L’article conclut également sur l’incertitude de l’issue de la procédure pénale, ce qui souligne qu’aucune conclusion définitive ne peut être tirée quant à la culpabilité ou à l’innocence de la personne concernée. Cela démontre une approche équilibrée et objective, respectant ainsi la présomption d’innocence.

Comment l’article de presse traite-t-il les éléments à charge et à décharge ?

L’article de presse traite les éléments à charge de manière factuelle, tout en s’efforçant de maintenir une certaine objectivité. Il rapporte des informations sur la situation financière et patrimoniale de la personne mise en cause, mais le fait de le faire en utilisant des guillemets indique que ces éléments sont rapportés comme des opinions ou des observations d’autres sources, et non comme des vérités établies.

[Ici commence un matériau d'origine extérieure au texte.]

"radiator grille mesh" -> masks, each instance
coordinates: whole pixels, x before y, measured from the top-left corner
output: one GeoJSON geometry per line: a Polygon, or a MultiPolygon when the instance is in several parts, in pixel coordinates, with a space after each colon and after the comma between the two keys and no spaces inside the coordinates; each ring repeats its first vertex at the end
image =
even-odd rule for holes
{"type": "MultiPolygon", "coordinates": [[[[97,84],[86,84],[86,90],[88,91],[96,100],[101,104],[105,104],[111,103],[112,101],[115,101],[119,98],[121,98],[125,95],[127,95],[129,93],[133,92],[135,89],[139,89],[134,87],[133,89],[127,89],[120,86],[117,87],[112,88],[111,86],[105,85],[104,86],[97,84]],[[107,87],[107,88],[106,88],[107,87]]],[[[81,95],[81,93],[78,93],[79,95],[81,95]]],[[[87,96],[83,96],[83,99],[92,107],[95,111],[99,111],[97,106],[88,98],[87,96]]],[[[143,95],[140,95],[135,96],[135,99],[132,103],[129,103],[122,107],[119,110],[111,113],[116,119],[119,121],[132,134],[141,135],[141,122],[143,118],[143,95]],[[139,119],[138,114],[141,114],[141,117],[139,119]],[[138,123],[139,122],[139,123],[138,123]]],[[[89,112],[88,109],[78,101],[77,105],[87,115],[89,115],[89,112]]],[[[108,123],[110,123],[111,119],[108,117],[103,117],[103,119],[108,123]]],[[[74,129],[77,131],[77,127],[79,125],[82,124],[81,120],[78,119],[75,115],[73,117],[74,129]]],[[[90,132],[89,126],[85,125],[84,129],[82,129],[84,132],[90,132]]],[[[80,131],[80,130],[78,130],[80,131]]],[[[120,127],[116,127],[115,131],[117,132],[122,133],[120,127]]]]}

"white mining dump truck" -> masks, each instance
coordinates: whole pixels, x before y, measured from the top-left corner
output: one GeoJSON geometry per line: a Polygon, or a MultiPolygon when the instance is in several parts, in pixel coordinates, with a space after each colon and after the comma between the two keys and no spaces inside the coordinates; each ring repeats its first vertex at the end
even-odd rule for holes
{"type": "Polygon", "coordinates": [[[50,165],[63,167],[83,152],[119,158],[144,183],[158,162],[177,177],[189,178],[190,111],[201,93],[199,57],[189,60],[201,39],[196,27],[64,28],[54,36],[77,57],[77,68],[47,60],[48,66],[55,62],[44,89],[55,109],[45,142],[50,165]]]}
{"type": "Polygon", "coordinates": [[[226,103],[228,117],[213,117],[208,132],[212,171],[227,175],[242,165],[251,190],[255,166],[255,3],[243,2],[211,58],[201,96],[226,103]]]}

De plus, l’auteur conclut l’article en rappelant l’incertitude persistante sur l’issue de la procédure pénale, ce qui permet de contrebalancer les éléments à charge. En mentionnant que « la drogue n’a toujours pas été retrouvée », l’article souligne qu’il existe des éléments qui pourraient potentiellement jouer en faveur de la personne concernée.

Cette approche permet de présenter une vue d’ensemble de la situation sans préjuger de la culpabilité, respectant ainsi le droit à la présomption d’innocence. En somme, l’article s’efforce de donner une image équilibrée des faits, en évitant de tirer des conclusions hâtives.